Because no one knows the long term results for imatinib, young people who might be good candidates for stem cell transplant might be reluctant to have the procedure. Doctors will want to watch patients under 30-35 years of age very closely. If they do not go into and remain in complete remission on the drug, SCT should be recommended. For older patients, a wait-and-see approach may be safer.
CML can become resistant to the drug, although this seems to be rare in the chronic phase.
Accelerated phase: Treatment choices in this phase are much like those used in the chronic phase. Although imatinib has brought about remissions for people in this phase, these have not lasted very long. For the most part, patients in this phase are less likely to have a long remission with any treatment. About 2 out of 10 patients have some response to chemotherapy, but their remission is usually shorter than 6 months. For those patients, there are some newer drugs that, seem to work better in this phase.
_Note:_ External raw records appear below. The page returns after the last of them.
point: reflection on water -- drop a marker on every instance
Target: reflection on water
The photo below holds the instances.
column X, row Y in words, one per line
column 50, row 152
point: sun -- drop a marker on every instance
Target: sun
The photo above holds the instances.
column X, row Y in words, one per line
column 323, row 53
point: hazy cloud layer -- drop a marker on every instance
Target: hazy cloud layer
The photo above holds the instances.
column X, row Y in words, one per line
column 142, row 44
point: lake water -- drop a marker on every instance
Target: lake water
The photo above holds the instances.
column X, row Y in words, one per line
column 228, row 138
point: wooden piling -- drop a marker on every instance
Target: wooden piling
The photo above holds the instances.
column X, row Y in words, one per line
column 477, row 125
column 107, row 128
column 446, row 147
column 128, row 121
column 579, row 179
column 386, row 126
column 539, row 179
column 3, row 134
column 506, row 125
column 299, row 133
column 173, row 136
About 15% of patients in this phase are alive several years after stem cell transplantation. This may be the best option for younger patients. Most doctors prefer that the leukemia be in remission before starting the transplant procedure. To achieve this, chemotherapy will often be used.
Blast phase: In this phase of CML, the cells look like cells of acute myeloid leukemia (AML). But they are resistant to the drugs that are used to treat AML. Sometimes standard treatment for AML will bring about a short remission. If that happens, then some sort of transplant might be done.
A small number of patients in this phase have blast cells that look like those of acute lymphocytic leukemia (ALL). These cells respond better to chemotherapy and a remission may be achieved.
Stem cell transplant from a donor rarely works for blast phase CML. Treatment to relieve symptoms (palliative treatment) is an important part of care for patients in this phase. Radiation treatment can help bone pain, and chemotherapy may relieve some symptoms for a few months. The effects of CML that has spread to the nervous system can be relieved in many cases by chemotherapy or by radiation to the brain.